Right to Work

Labor Protests in Michigan: Scenes From the Capitol (PHOTOS)

As Michigan became the 24th state to pass a right-to-work law, union supporters flocked to the capitol.

Bill Pugliano / Getty Images

Romain Blanquart / Detroit Free Press / MCT / Landov

“Shame on you!” That was the cry of thousands of union supporters from around the country who flocked to Michigan’s capitol building Tuesday to protest the state’s new “right-to-work” legislation. The two bills, signed by Republican Gov. Rick Snyder, sharply limit labor rights by eliminating the legal requirement that employees pay union fees as a condition of keeping or attaining their jobs. Demonstrators clashed with police as they voiced their dismay over the legislation. See scenes from Lansing.

Bill Pugliano / Getty Images


Michigan state police don riot gear as they push back protesters blocking a street as they rally against the state’s new right-to-work legislation. “You don’t join a union because you’re short-sighted and profit-driven like the Koch brothers,” Jeff Fien, a teacher from Flint, told The Daily Beast. “No one ever became a teacher or a nurse or a pipe-fitter or a firefighter or any of the jobs that make this country great because they wanted to get rich.”

Paul Sancya / AP Photo

Carried Away

One protester, who appears to be have been detained, is carried away by law enforcement. Michigan is now the 24th state to pass right-to-work bills. Once described as “one of the most union-friendly states in the country,” Michigan now has new rules making union payments voluntary that will likely take effect in late March.

Carlos Osorio / AP Photo

Crowds Gather

It was before dawn when protesters began gathering at the state capitol, with buses transporting demonstrators from all over the country to the site.
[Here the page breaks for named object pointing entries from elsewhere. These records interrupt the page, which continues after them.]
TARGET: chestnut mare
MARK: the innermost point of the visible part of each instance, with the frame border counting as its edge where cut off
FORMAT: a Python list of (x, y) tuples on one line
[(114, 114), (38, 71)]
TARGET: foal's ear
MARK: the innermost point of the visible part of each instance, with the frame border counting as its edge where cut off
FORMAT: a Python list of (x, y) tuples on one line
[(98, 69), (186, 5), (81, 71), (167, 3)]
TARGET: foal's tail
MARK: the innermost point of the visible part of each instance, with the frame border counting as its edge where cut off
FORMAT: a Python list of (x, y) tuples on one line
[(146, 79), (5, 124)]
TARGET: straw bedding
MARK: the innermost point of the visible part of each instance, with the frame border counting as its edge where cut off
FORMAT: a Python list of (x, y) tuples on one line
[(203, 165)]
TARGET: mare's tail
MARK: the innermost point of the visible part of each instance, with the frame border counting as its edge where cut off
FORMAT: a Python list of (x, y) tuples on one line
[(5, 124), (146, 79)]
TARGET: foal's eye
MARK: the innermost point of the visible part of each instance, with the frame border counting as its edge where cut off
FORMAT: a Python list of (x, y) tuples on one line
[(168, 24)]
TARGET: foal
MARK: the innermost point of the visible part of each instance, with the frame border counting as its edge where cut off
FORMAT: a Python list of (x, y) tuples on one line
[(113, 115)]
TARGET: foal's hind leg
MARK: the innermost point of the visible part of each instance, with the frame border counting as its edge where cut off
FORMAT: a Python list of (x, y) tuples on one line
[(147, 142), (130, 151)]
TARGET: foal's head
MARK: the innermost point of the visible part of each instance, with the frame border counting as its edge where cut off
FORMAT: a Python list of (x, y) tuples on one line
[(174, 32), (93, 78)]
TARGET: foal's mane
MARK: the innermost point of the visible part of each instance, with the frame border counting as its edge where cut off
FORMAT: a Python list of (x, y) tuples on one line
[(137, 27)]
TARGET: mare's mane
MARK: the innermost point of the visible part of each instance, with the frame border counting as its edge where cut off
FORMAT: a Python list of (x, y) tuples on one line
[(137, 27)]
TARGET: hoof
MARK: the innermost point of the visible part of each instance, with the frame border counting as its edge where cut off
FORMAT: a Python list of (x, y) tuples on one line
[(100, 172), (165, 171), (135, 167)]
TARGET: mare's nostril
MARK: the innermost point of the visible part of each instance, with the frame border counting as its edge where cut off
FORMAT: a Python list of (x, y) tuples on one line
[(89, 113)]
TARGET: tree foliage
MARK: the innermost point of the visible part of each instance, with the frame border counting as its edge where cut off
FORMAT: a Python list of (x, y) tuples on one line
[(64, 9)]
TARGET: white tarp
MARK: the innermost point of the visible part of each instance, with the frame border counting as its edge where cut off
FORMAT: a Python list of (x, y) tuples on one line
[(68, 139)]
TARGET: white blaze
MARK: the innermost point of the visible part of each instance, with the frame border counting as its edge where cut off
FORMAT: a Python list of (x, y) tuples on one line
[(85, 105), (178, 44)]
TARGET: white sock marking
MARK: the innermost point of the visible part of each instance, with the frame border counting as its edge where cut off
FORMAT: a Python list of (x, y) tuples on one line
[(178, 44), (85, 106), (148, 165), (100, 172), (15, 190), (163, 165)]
While hordes of people rallied outside the building, a portion was allowed into the rotunda to protest the passage of the bills. It’s estimated that at least 12,500 protesters showed up.

Eric Seals / Detroit Free Press / MCT / Landov


Of course, not everyone was against the bill. David Dudenhoefer, left, attended the rally on behalf of the Campaign for Liberty, a group in favor of right-to-work legislation. In this photo, he sparred with Darryl Paige, right, a worker at the Ford truck plant in Detroit and member of Local 600. After signing the bill Tuesday, Governor Snyder called it “a good thing” and “pro-worker.”

Bill Pugliano / Getty Images

Shame on You

“Shame on you” was the rally chorus of the flabbergasted opponents of the bill, unable to fathom that their state—which boasts one of the highest rates of unionization in the country, gave birth to the automotive industry, and went for Obama in this past election—is joining the ranks of traditionally conservative states who have passed right-to-work legislation.

Paul Sancya / AP Photo

On to 2014

While some view Tuesday’s events as a major loss—Sen. Carl Levin labeled it “an assault” on the rights of Michiganders—a large portion is already moving on to the next juncture. “Wait for 2014” was the new battle cry, reports Jay Scott Smith for The Daily Beast, with many realizing that a number of GOP seats are up for grabs in the midterm elections, including Governor Snyder’s. “They’re going to be sorry at what they have decided to put themselves through the next two years,” said David Hecker, president of the American Federation of Teachers’ Michigan chapter. “It isn’t Dick DeVos’s state. It isn’t the Koch brothers’ state. This is our state. Let’s take it back.”